Ashutosh Mishra

By Ashutosh Mishra

Bhubaneswar: Recently we saw on our TV sets disturbing visuals of a uniformed police officer in Balasore district being chased and manhandled by a mob. People vented their ire on the officer concerned as he had arrived late to investigate the alleged death of a boy whose body had been found hanging at the ‘ dhaba’ in which he had been employed. On the face of it it appeared to be a case of suicide but family members alleged murder.

Sources said late arrival of the officer irked the family members who doubted his sincerity. They chased him till he fell to the ground. He was later rushed to a local hospital. Such incidents are becoming increasingly common in Odisha which was once reckoned among the most peaceful states of the country. What is it that makes people take law into their hands? Does the fault lie with the people or with the men in khaki?
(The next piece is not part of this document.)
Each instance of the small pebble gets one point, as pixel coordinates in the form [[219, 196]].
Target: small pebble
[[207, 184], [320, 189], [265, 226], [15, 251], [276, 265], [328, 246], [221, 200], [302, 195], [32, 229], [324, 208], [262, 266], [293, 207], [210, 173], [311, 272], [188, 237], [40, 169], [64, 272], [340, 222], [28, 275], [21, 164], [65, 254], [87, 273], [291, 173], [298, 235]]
While law has to be respected at all costs and any infringement is punishable there is no denying the growing desperation among people because of the failure of police to carry out their duties in an upright manner. Almost everyday we come across cases of police excesses and policemen being accused of taking bribes. Recently the inspector in-charge of Malkangiri Sadar Police Station was suspended for accepting bribe while two sub-inspectors were detained by Vigilance officials.

Such incidents dent the credibility of police as a law keeping force that is supposed to ensure safety and security of people besides giving them justice. Equally worrisome are incidents of custodial deaths which have been taking place at regular intervals. Once the credibility of police force is eroded people stop respecting it and lose faith in its ability to get them justice. This can trigger incidents such as the one that happened recently in Balasore district.

Hence it is important to ensure that policemen respect their own job and behave with a high sense of integrity while dealing with cases. Each case is a test for them and they must come out with flying colours. But for this to happen the government should also do its best to ensure that the morale of the force remains high and their working conditions do not become too taxing.

One of the most important things to do in this regard would be to fill the gaping vacancies in the police department, specially at the lower levels because it these men and women who execute orders at the ground level. A well rested policeman can be expected to be alert. Similarly the force should also be in a happy frame of mind as far as salaries and perks are concerned.

If cases of corruption still take place officers at the top level must deal with them with the severity they deserve. A venal force can be a threat to the society and we will be better off without it. Devising effective ways of curbing corruption should be an integral part of police reforms which should be a continuous process.

(DISCLAIMER: This is an opinion piece. The views expressed are author’s own and have nothing to do with OTV’s charter or views. OTV does not assume any responsibility or liability for the same.)